Константин Бальмонт - Том 1. Стихотворения
Демоны
Нужно презирать демонов, как презирают палачей.
МальбраншВас презирать, о, демоны мои?
Вы предо мной встаете в забытьи,
И в сумраке, мой странный сон лелея,
Вещаете душе о царстве Змея.
И вижу я, как ходят палачи.
Таинственно кровавятся лучи
Какого-то внемирного светила,
И то, что есть, встает над тем, что было.

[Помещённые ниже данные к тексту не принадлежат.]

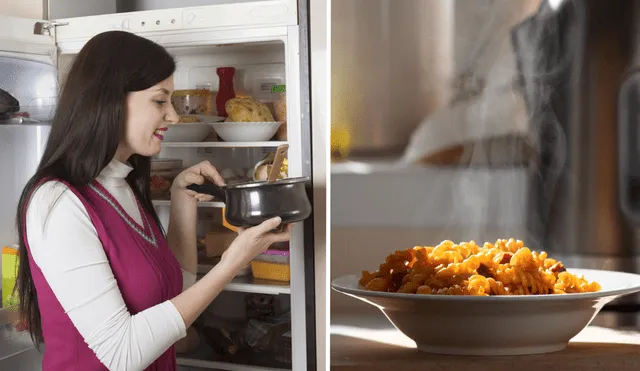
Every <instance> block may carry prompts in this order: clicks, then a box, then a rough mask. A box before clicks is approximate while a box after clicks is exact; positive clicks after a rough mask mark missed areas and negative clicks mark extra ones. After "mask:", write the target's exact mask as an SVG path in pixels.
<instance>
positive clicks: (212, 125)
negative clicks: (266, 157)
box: [211, 121, 282, 142]
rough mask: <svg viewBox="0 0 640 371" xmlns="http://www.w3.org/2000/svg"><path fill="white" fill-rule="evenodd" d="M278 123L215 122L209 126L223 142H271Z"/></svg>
mask: <svg viewBox="0 0 640 371" xmlns="http://www.w3.org/2000/svg"><path fill="white" fill-rule="evenodd" d="M281 125H282V123H280V122H229V121H227V122H215V123H212V124H211V126H212V127H213V130H215V131H216V134H218V137H220V138H221V139H222V140H224V141H225V142H264V141H268V140H271V138H273V136H274V135H275V134H276V132H277V131H278V128H279V127H280V126H281Z"/></svg>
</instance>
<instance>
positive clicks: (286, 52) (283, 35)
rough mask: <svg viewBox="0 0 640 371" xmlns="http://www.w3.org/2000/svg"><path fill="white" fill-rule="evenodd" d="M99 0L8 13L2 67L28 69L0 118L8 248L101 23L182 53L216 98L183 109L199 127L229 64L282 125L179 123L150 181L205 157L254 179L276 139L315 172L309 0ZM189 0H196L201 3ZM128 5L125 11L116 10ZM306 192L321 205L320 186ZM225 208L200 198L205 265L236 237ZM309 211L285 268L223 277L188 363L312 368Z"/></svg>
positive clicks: (220, 118)
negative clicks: (311, 136)
mask: <svg viewBox="0 0 640 371" xmlns="http://www.w3.org/2000/svg"><path fill="white" fill-rule="evenodd" d="M45 3H47V5H48V10H45V13H48V14H54V13H55V14H57V15H64V14H65V13H64V9H68V10H69V14H74V13H73V12H72V11H77V9H78V7H84V11H85V12H87V10H86V7H87V6H89V4H91V3H92V2H82V4H81V2H80V1H77V0H49V1H48V2H45ZM93 3H94V4H95V6H96V8H95V9H94V10H93V11H89V12H88V13H87V14H93V15H90V16H81V17H68V18H58V19H55V20H37V19H24V18H15V17H4V16H0V68H2V66H3V65H2V63H1V62H2V61H4V62H5V67H6V65H10V66H11V65H12V66H13V68H14V69H15V68H18V70H20V68H22V67H20V66H21V65H22V66H23V67H24V66H26V67H24V68H23V69H22V71H23V73H22V74H21V76H22V78H24V80H21V81H20V80H19V81H16V79H8V80H7V79H5V81H7V82H5V84H8V85H11V86H5V87H4V88H5V90H12V89H13V91H14V92H15V91H16V90H20V91H26V92H25V93H24V94H21V95H20V99H19V100H22V101H21V109H20V112H18V113H16V114H14V115H13V118H12V120H13V121H11V122H10V121H6V120H5V122H4V123H0V152H1V153H2V159H1V160H0V171H1V172H2V174H3V178H4V180H5V182H4V185H2V186H0V191H2V192H3V194H4V195H7V197H4V198H3V199H2V200H1V201H0V206H1V207H2V215H1V217H0V245H3V246H5V245H6V246H9V245H12V244H15V243H16V242H17V240H16V236H15V207H16V205H17V201H18V197H19V194H20V191H21V189H22V187H23V186H24V184H25V182H26V181H27V179H28V178H29V177H30V176H31V175H32V174H33V172H34V171H35V168H36V166H37V164H38V162H39V160H40V156H41V153H42V149H43V148H44V145H45V143H46V139H47V135H48V129H49V125H50V120H51V118H52V116H53V113H54V112H55V108H56V97H57V96H56V94H57V92H58V89H59V85H61V84H62V83H64V79H65V76H66V74H67V71H68V69H69V67H70V66H71V63H72V62H73V60H74V58H75V56H76V55H77V53H78V52H79V51H80V49H81V48H82V47H83V45H84V44H85V43H86V42H87V41H88V40H89V39H90V38H91V37H93V36H95V35H96V34H98V33H101V32H104V31H109V30H115V29H117V30H124V31H128V32H133V33H136V34H138V35H141V36H144V37H147V38H149V39H151V40H153V41H155V42H157V43H159V44H160V45H163V46H164V47H166V48H167V49H168V50H169V52H170V53H171V54H173V55H174V57H175V59H176V62H177V71H176V73H175V75H174V79H175V89H176V92H181V93H184V94H185V96H187V97H189V96H190V98H191V99H193V98H194V97H195V96H196V95H197V96H201V95H202V94H201V93H203V92H204V93H205V94H204V95H205V96H206V97H207V100H208V101H207V106H208V108H207V109H206V111H201V110H198V112H190V113H191V114H190V113H189V112H187V113H186V114H185V115H184V116H185V117H186V116H189V117H192V116H193V117H196V118H197V120H198V121H200V123H201V124H203V125H204V124H206V123H208V122H215V121H220V120H221V119H222V118H221V117H220V116H218V114H219V112H217V110H216V108H217V105H216V95H217V92H218V87H219V86H221V84H220V77H219V73H220V71H221V69H225V68H226V69H227V70H228V67H233V69H234V70H235V71H234V72H235V73H234V76H233V79H232V83H233V86H234V90H235V94H236V96H248V97H252V98H253V99H254V100H255V101H258V102H261V103H263V104H265V105H266V106H267V107H269V108H270V110H271V111H272V114H273V116H274V117H276V118H277V119H278V120H277V121H282V122H283V124H282V125H281V126H280V130H279V131H278V132H277V133H276V134H275V135H274V136H273V137H272V138H271V139H268V140H260V141H225V140H223V139H222V138H221V137H220V136H219V135H217V134H216V132H215V131H214V130H211V131H210V132H208V133H207V135H206V137H203V135H202V133H199V134H198V133H195V137H194V133H193V132H186V133H180V132H176V133H174V134H175V135H174V136H173V139H169V140H165V141H164V142H163V148H162V151H161V153H160V154H159V155H158V156H156V158H154V159H153V160H152V167H153V166H154V165H155V166H157V167H155V168H154V169H153V170H152V171H153V173H152V175H154V178H153V179H155V180H156V182H155V183H154V184H161V183H162V181H163V180H164V181H165V182H166V181H170V180H171V177H172V176H173V175H175V173H176V172H177V171H179V170H180V169H182V168H186V167H189V166H191V165H193V164H195V163H197V162H200V161H202V160H209V161H211V162H212V163H213V164H214V166H216V167H217V168H218V170H219V171H220V172H221V174H222V175H223V177H225V180H226V181H227V183H233V182H236V181H245V180H249V178H250V177H252V176H253V175H254V173H255V169H257V168H258V165H260V164H263V163H264V162H263V161H262V160H264V159H265V158H266V157H268V156H269V155H270V154H271V153H273V152H274V151H275V149H276V148H277V146H278V145H280V144H288V146H289V149H288V156H287V161H288V163H287V166H288V169H287V174H286V175H287V176H288V177H299V176H306V177H311V176H312V165H311V158H312V155H311V150H312V148H311V124H310V115H309V96H310V91H309V86H310V81H309V61H308V45H309V44H308V28H307V11H308V8H307V5H308V2H307V1H298V0H257V1H246V0H244V1H233V0H223V1H208V2H205V3H208V4H213V5H202V3H203V1H199V2H197V4H195V5H199V6H192V7H184V8H169V7H168V6H167V4H165V3H166V2H163V1H159V0H155V1H139V2H137V3H136V2H127V8H124V7H120V6H119V5H120V4H121V3H123V2H120V1H117V2H115V1H114V2H113V5H114V6H113V7H111V8H109V7H106V8H105V7H104V4H105V3H104V2H96V1H94V2H93ZM107 3H110V2H109V1H107ZM132 3H135V4H137V5H131V4H132ZM182 3H183V4H185V2H182ZM186 3H187V4H186V5H193V3H194V1H190V2H186ZM189 3H190V4H189ZM132 6H133V7H134V8H135V7H136V6H137V7H138V9H132V8H131V7H132ZM123 9H126V12H119V11H121V10H123ZM101 13H104V14H101ZM114 53H117V51H114ZM16 65H17V66H19V67H15V66H16ZM34 66H35V67H34ZM29 68H32V69H33V68H35V69H38V68H40V69H42V70H43V71H45V72H43V73H42V74H41V75H38V74H37V73H31V72H27V73H25V72H24V71H32V70H29ZM52 71H53V72H52ZM52 74H53V75H54V76H55V78H53V79H52V78H51V75H52ZM19 75H20V74H19ZM37 75H38V76H40V77H41V78H40V80H38V82H37V84H36V85H37V87H35V85H34V88H31V86H32V85H33V84H35V83H34V82H33V81H31V80H33V79H31V80H29V79H28V78H27V76H32V77H33V76H37ZM43 76H48V79H49V80H46V78H45V77H43ZM56 78H57V79H56ZM43 79H44V80H43ZM0 80H1V79H0ZM228 83H229V82H228V81H226V82H225V84H228ZM23 84H27V85H28V86H26V87H25V86H24V85H23ZM30 84H31V85H30ZM274 87H276V88H277V89H276V88H274ZM283 87H284V90H283ZM2 88H3V86H0V89H2ZM222 88H223V87H221V88H220V89H222ZM283 91H284V92H283ZM194 92H196V93H197V94H196V93H194ZM194 94H195V95H194ZM178 95H180V94H178ZM174 103H175V102H174ZM283 106H284V107H286V110H284V111H283V110H282V109H281V108H280V107H283ZM192 108H193V107H192ZM179 125H181V124H180V123H179V124H177V125H176V126H179ZM168 134H170V133H169V132H168ZM185 135H186V137H185ZM185 138H186V139H185ZM191 138H193V139H191ZM154 191H155V193H154V202H153V203H154V206H155V207H156V211H157V212H158V215H159V216H160V220H161V221H162V223H163V225H164V227H165V229H166V228H167V226H168V220H169V210H170V203H171V202H170V197H169V195H168V194H167V193H166V191H167V190H166V189H163V187H161V186H160V187H159V188H158V189H154ZM163 192H164V193H163ZM309 194H310V199H311V201H312V204H313V198H312V192H310V191H309ZM223 208H224V204H223V203H221V202H218V201H216V200H214V201H211V202H201V203H199V207H198V228H197V229H198V239H199V241H200V243H199V268H198V270H199V273H200V274H204V273H206V271H207V270H208V269H210V268H211V267H212V266H213V265H215V264H216V262H217V259H219V256H220V255H221V254H222V252H223V251H224V249H225V247H226V246H228V243H229V241H230V240H231V239H232V238H233V235H234V234H235V232H233V231H232V230H230V229H229V226H228V224H226V223H225V221H224V220H223V219H224V218H223V213H224V209H223ZM313 218H314V216H313V214H312V216H311V217H310V218H308V219H307V220H305V221H304V222H301V223H297V225H296V226H295V227H294V229H293V231H292V236H291V240H290V242H289V243H288V244H284V245H281V246H276V248H279V249H280V250H281V251H280V253H282V251H285V252H286V253H282V254H281V255H279V256H278V258H279V259H280V260H281V261H280V262H281V263H283V264H284V265H285V266H288V269H287V270H286V272H282V274H281V275H280V276H281V277H273V278H269V277H267V278H264V277H263V278H256V277H254V274H257V271H258V270H257V269H256V267H253V269H252V267H247V270H246V271H245V272H243V273H241V274H240V275H239V276H238V277H236V279H234V280H233V282H231V283H230V284H229V285H227V286H226V288H225V290H224V291H223V293H222V294H221V295H220V296H219V297H218V299H216V300H215V301H214V303H212V305H211V306H210V307H209V308H208V309H207V310H206V311H205V313H203V315H202V316H201V317H200V318H199V319H198V321H197V322H196V324H195V325H194V326H193V327H192V328H191V329H189V331H188V337H187V339H185V340H184V341H182V342H181V344H179V347H178V348H179V353H178V364H179V365H180V367H181V369H182V370H201V369H215V370H281V369H289V370H307V369H308V370H312V369H316V366H315V363H316V354H315V342H316V336H315V331H316V330H315V319H314V317H315V313H316V312H315V300H314V297H315V295H314V287H315V282H314V237H313ZM283 256H286V258H283ZM283 259H284V260H283ZM267 260H268V259H267ZM267 267H268V266H267ZM267 270H268V269H267ZM278 279H279V280H278Z"/></svg>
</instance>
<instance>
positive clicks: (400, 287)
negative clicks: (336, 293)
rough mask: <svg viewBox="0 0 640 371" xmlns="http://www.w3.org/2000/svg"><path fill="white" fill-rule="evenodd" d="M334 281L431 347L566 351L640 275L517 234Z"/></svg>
mask: <svg viewBox="0 0 640 371" xmlns="http://www.w3.org/2000/svg"><path fill="white" fill-rule="evenodd" d="M331 286H332V288H333V289H334V290H336V291H338V292H341V293H343V294H346V295H349V296H351V297H354V298H356V299H359V300H362V301H364V302H366V303H368V304H371V305H373V306H376V307H377V308H379V309H380V310H381V311H382V312H383V313H384V314H385V316H386V317H387V318H388V319H389V320H390V321H391V323H393V325H394V326H395V327H396V328H397V329H398V330H399V331H401V332H402V333H404V334H405V335H406V336H408V337H409V338H411V339H412V340H413V341H415V342H416V345H417V347H418V349H420V350H421V351H424V352H428V353H439V354H452V355H523V354H538V353H549V352H555V351H560V350H562V349H564V348H566V347H567V345H568V343H569V341H570V340H571V339H572V338H573V337H574V336H576V335H577V334H578V333H579V332H580V331H582V330H583V329H584V328H585V327H586V326H587V325H589V323H590V322H591V321H592V320H593V318H594V317H595V316H596V315H597V314H598V312H599V311H600V310H601V309H602V307H603V306H604V305H605V304H607V303H609V302H611V301H613V300H615V299H616V298H618V297H620V296H623V295H628V294H632V293H636V292H639V291H640V275H636V274H630V273H623V272H614V271H604V270H591V269H572V268H565V267H564V266H563V265H562V262H560V261H556V260H554V259H552V258H550V257H548V256H547V254H546V253H545V252H535V251H531V250H530V249H528V248H527V247H526V246H524V244H523V242H522V241H517V240H514V239H509V240H498V241H496V243H493V244H492V243H485V244H484V245H482V246H480V245H477V244H475V242H473V241H471V242H463V243H459V244H455V243H453V242H451V241H443V242H442V243H440V244H439V245H437V246H416V247H414V248H410V249H407V250H402V251H396V252H394V253H392V254H390V255H389V256H388V257H387V258H386V260H385V262H384V263H382V264H381V265H380V267H379V269H378V270H377V271H375V272H368V271H363V272H362V273H361V274H357V275H355V274H354V275H349V276H343V277H339V278H336V279H335V280H333V282H332V285H331Z"/></svg>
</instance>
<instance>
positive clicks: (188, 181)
mask: <svg viewBox="0 0 640 371" xmlns="http://www.w3.org/2000/svg"><path fill="white" fill-rule="evenodd" d="M205 181H209V182H212V183H214V184H215V185H218V186H223V185H225V183H224V179H223V178H222V176H221V175H220V173H218V170H216V168H215V167H214V166H213V165H211V163H210V162H209V161H202V162H201V163H199V164H196V165H193V166H191V167H190V168H187V169H184V170H183V171H182V172H181V173H180V174H178V176H176V178H175V179H174V180H173V184H172V185H171V194H172V195H173V194H175V193H183V194H186V195H189V196H191V197H193V198H195V199H196V200H198V201H200V202H203V201H211V200H212V199H213V196H211V195H206V194H202V193H197V192H195V191H192V190H190V189H187V186H188V185H190V184H204V183H205Z"/></svg>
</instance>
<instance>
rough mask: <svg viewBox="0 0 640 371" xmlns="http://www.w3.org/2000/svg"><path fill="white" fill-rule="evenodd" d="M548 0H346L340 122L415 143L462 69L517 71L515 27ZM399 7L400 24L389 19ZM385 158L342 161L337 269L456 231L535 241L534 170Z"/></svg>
mask: <svg viewBox="0 0 640 371" xmlns="http://www.w3.org/2000/svg"><path fill="white" fill-rule="evenodd" d="M539 1H540V0H520V1H513V0H447V1H441V0H418V1H404V0H403V1H402V2H399V1H398V2H395V1H394V2H393V8H394V10H393V11H392V10H391V9H390V8H391V6H390V0H386V1H385V0H376V1H364V2H366V3H367V4H369V6H368V7H367V6H362V7H359V8H358V9H353V8H352V7H355V6H356V3H358V1H357V0H343V1H340V4H341V5H340V10H338V8H337V7H336V8H334V9H333V11H332V15H333V19H332V48H333V50H332V86H333V89H332V125H340V124H343V123H344V122H350V123H351V124H352V125H353V127H354V128H355V129H356V132H355V133H354V137H353V138H352V139H353V141H354V145H355V146H361V147H366V146H369V147H373V148H383V147H385V146H389V145H398V146H400V147H404V146H405V145H406V144H407V141H408V140H409V137H410V135H411V131H412V130H413V129H414V128H415V127H416V126H417V125H418V124H419V123H420V121H422V120H423V118H424V117H426V116H427V115H429V114H431V113H433V112H434V111H435V110H437V109H438V108H439V107H441V106H442V105H444V104H446V102H447V100H448V98H449V97H451V94H452V93H453V92H452V89H451V88H450V83H451V81H452V79H453V77H454V76H456V75H457V74H458V73H460V72H462V71H465V70H471V71H473V72H474V73H475V74H476V75H477V76H479V77H481V78H483V77H487V76H491V78H492V79H494V80H496V79H498V80H499V79H510V78H511V77H512V76H513V72H514V63H513V61H514V60H513V54H512V51H511V46H510V40H509V33H508V30H509V28H510V27H511V26H512V25H513V24H515V23H517V22H519V21H520V20H522V19H524V18H525V17H526V16H527V15H528V14H530V13H532V12H533V11H534V10H535V9H536V8H537V6H538V5H539ZM334 3H336V2H334ZM400 4H403V5H400ZM360 5H364V4H363V2H361V4H360ZM396 6H400V9H396ZM429 12H431V13H429ZM400 14H402V16H400ZM394 15H396V16H397V17H398V18H397V20H396V23H395V24H402V30H400V31H395V32H394V31H391V30H392V27H391V26H389V25H390V24H392V23H393V22H394V21H393V20H394ZM405 16H406V17H407V18H402V17H405ZM380 19H382V20H384V21H385V22H387V23H384V22H381V21H379V20H380ZM376 21H377V22H378V25H375V22H376ZM365 27H373V31H368V30H365ZM416 30H421V32H419V33H418V32H417V31H416ZM367 33H368V34H369V35H370V37H371V39H370V40H364V38H365V35H366V34H367ZM412 33H413V34H412ZM377 40H382V43H381V44H379V43H378V42H377ZM485 41H486V42H485ZM390 45H394V46H393V47H391V46H390ZM392 51H395V52H392ZM418 51H420V52H418ZM385 53H388V54H389V60H386V59H384V54H385ZM470 62H473V63H470ZM496 71H497V72H496ZM490 73H491V75H490ZM392 76H394V77H395V78H392ZM385 92H388V94H387V93H385ZM513 121H514V120H505V122H504V125H513ZM395 129H400V130H399V131H398V132H397V133H391V131H392V130H394V131H395ZM376 161H378V162H381V161H382V159H375V158H373V159H367V160H366V161H365V160H363V163H362V164H338V163H335V164H333V170H332V181H331V202H332V207H331V210H332V225H331V244H330V246H331V262H330V263H331V274H330V277H331V278H332V279H333V278H335V277H339V276H342V275H345V274H354V273H355V274H358V273H360V272H361V271H362V270H364V269H370V270H375V269H376V268H377V267H378V265H379V264H380V263H381V262H382V261H384V258H385V257H386V256H387V255H388V254H390V253H391V252H393V251H394V250H399V249H406V248H409V247H412V246H415V245H424V244H434V243H438V242H440V241H442V240H445V239H450V240H453V241H465V240H470V239H474V240H476V241H477V242H480V241H491V240H495V239H497V238H505V237H514V238H521V239H524V240H525V241H526V240H527V238H526V236H527V234H526V230H525V228H524V216H525V203H524V201H525V197H526V190H525V189H524V188H523V187H524V186H525V184H526V181H527V180H526V179H527V178H526V172H523V171H522V170H515V169H514V170H508V169H502V170H501V171H491V170H487V171H482V170H477V171H474V170H473V169H460V170H459V171H457V172H456V171H455V170H452V169H438V168H437V167H430V168H425V167H421V166H415V167H412V168H406V169H401V168H398V166H397V165H393V164H391V165H389V164H386V165H384V166H383V165H381V164H379V163H376ZM347 168H350V170H348V169H347ZM330 300H331V313H332V314H333V313H338V312H347V311H349V312H350V311H354V312H357V313H364V312H367V311H374V312H375V311H377V309H375V308H374V307H372V306H370V305H368V304H365V303H362V302H360V301H358V300H356V299H353V298H350V297H348V296H345V295H342V294H339V293H337V292H335V291H332V292H331V297H330Z"/></svg>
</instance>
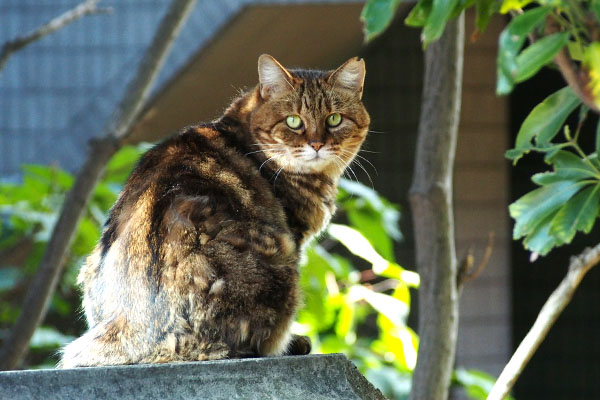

И слышу я: «Он много в мир вложил,
От века Богу брать, Сатанаил.
И в Вечности качаются две чаши
Одних весов: они – его и наши».
И зов звучит: «Да снидет в землю вновь
Рожденная для красной сказки кровь.
В земле земное вспыхнет в новой краске,
Вокруг конца горят слова завязки».
Я слышу вас, о, демоны мои,
Мечтатели о лучшем бытии,
Блюстители гармонии надзвездной,
Удвоенной мучительною бездной.
«Еще необходимо любить и убивать…»
Еще необходимо любить и убивать,
Еще необходимо накладывать печать,
Быть внешним и жестоким, быть нежным без конца,
И всех манить волненьем красивого лица.
Еще необходимо. Ты видишь, почему:
Мы все стремимся к Богу, мы тянемся к Нему,
Но Бог всегда уходит, всегда к Себе маня,
И хочет тьмы – за светом, и после ночи – дня.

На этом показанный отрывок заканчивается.